Lorsque les premières gouttes de pluie s’écrasèrent sur le pare-brise, Cameron baissa sa vitre pour avoir une meilleure vue sur l’appartement qui l’intéressait. Un courant d’air froid s’insinua dans l’habitacle, chassant l’air vicié à l’intérieur. La rumeur étouffée de la circulation alentour lui parvenait, mais pas une seule voiture ne s’était engagée dans cette rue depuis qu’il était arrivé. Il plissa les yeux pour mieux étudier l’immeuble d’en face. Les fenêtres à guillotine paraissaient vieilles, le mastic sur les encadrements était fendillé. Les forcer serait un vrai jeu d’enfant.
Soudain, des talons claquèrent sur le trottoir derrière lui, et il jeta un coup d’œil dans le rétroviseur. Une jeune brune en jean et blouson bleu traversait la chaussée en direction de l’immeuble qu’il surveillait. Une main devant le visage, Cameron se voûta un peu plus. Entre ses doigts, il vit la fille grimper les marches jusqu’à la porte d’entrée. Il laissa son regard s’attarder sur la silhouette menue, la taille fine, les cuisses fuselées. Peu à peu, il sentit son souffle s’accélérer. Mais déjà la brune déverrouillait la porte et entrait.
Tous les sens en alerte, Cameron se concentra sur les fenêtres du rez-de-chaussée. Comme son genou droit s’était remis à tressauter contre le volant, il l’agrippa fermement d’une main. Il retenait son souffle à présent. Brusquement, des lumières s’allumèrent dans l’appartement du dernier étage et il vit la brune s’approcher des vitres pour tirer les rideaux. Il se redressa sur son siège en assenant un bon coup de poing sur son genou. Le rez-de-chaussée était toujours plongé dans l’obscurité.
Un instant plus tard, il prit une profonde inspiration, se frotta les paumes sur son jean et enfila les gants chirurgicaux. Le fin latex d’un blanc laiteux conférait un aspect étrange à ses mains : elles semblaient exsangues, cireuses, comme celles de sa mère quelques heures après son décès.
Elle avait été la première victime de ses « accidents ». Il gardait un souvenir particulièrement vivace de son corps brisé gisant au pied de l’escalier, de ses jambes tordues selon des angles impossibles, du déambulateur retombé sur elle qui paraissait l’emprisonner comme une cage.

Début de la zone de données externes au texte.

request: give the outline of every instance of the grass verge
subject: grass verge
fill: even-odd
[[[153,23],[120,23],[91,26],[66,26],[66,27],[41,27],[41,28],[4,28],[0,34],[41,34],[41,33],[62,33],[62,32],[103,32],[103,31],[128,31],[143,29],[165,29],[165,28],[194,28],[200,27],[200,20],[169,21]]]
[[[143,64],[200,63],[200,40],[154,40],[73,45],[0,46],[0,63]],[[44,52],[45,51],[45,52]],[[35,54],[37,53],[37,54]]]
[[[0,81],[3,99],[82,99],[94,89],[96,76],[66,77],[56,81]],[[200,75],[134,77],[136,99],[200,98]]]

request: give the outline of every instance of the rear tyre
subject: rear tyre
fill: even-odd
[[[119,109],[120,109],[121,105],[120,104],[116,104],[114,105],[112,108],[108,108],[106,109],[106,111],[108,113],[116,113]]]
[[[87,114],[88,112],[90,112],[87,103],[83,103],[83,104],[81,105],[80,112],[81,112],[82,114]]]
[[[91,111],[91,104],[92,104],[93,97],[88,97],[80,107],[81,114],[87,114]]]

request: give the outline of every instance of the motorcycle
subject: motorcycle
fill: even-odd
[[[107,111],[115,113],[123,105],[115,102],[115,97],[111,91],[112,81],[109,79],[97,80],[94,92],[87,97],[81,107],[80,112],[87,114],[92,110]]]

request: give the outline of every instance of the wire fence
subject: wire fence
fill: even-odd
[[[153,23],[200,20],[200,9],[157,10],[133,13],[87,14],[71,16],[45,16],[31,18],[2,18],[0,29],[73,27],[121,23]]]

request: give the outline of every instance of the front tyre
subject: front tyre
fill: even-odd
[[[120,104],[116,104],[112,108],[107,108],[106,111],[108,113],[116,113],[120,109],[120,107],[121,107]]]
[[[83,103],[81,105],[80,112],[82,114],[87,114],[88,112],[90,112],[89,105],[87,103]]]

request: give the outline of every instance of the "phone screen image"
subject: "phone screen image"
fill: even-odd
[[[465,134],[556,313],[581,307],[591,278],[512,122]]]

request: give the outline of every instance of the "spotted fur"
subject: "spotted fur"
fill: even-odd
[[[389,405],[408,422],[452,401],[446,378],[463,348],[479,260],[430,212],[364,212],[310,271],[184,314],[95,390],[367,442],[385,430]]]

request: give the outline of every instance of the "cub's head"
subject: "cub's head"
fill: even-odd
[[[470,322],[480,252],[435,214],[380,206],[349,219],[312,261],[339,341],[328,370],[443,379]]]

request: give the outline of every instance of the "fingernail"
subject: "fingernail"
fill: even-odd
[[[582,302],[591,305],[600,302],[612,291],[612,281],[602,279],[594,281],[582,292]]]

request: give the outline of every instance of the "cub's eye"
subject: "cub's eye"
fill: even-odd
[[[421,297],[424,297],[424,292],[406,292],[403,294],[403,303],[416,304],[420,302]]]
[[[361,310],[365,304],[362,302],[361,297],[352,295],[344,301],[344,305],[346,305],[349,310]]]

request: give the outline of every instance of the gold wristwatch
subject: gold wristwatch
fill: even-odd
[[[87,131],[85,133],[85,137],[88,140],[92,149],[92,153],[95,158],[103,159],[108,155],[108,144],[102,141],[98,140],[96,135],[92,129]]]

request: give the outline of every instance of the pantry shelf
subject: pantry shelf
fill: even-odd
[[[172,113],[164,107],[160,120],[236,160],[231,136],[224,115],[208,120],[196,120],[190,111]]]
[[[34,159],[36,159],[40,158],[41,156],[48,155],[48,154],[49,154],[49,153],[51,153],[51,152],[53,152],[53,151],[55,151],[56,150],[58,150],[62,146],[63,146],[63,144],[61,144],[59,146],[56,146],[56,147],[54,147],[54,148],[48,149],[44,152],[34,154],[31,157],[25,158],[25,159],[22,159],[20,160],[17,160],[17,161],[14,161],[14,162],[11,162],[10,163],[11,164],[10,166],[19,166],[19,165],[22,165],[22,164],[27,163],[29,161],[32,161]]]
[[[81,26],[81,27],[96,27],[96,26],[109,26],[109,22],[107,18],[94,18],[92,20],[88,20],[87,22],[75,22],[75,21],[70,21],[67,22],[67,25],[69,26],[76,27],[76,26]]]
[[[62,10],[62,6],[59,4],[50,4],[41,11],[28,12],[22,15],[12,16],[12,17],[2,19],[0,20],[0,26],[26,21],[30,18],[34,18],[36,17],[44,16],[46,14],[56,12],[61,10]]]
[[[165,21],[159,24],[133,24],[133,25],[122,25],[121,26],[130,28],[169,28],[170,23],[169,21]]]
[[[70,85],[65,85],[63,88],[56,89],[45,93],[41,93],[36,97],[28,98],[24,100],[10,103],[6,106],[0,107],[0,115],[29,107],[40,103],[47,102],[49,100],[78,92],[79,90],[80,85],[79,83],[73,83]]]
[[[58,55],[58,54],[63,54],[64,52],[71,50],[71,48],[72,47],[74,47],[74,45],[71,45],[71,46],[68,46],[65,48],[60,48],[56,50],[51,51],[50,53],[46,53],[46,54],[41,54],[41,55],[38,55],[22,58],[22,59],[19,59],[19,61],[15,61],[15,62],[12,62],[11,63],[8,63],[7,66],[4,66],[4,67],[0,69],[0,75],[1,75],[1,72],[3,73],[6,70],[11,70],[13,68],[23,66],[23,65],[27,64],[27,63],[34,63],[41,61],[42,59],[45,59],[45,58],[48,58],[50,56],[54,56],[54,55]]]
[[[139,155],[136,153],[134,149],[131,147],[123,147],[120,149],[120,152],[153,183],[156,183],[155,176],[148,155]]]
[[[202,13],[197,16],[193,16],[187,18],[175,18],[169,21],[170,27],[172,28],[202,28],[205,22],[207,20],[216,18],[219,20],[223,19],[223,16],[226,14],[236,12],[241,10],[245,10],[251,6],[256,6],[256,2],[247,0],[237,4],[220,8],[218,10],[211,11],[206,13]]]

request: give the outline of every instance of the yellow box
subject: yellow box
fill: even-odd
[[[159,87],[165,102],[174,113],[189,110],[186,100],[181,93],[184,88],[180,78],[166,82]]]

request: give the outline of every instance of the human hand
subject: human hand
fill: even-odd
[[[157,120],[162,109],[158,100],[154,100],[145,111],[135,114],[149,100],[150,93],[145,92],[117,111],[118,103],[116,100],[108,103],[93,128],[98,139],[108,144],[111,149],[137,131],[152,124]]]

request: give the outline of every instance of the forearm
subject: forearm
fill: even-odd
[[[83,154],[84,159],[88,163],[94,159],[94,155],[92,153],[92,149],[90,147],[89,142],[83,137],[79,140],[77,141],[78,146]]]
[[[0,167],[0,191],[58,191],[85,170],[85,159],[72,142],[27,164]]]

Il se rappelait également le mélange de fascination et de terreur que lui avait inspiré cette vision. Jusque-là, il n’avait encore tué personne.
Les tressaillements de sa jambe droite étaient devenus incontrôlables. Il tenta de les apaiser en se trémoussant sur son siège tel un gamin ayant désespérément besoin d’aller aux toilettes. Quand ses yeux se portèrent de nouveau vers le logement du rez-de-chaussée, il essaya de l’imaginer en feu : flammes orange et safran s’échappant des fenêtres pour s’élever haut dans les airs, torrents de fumée noire, odeur de bois brûlé, grondement sourd de la force destructrice à l’œuvre…
Relâchant son souffle, il s’adossa à son siège. Les mouvements de sa jambe droite s’étaient enfin calmés, constata-t-il avec soulagement. De l’autre côté de la rue, l’appartement était toujours sombre, mais peu importait. Il se sentait prêt à attendre le temps qu’il faudrait. Tôt ou tard, sa cible finirait bien par rentrer.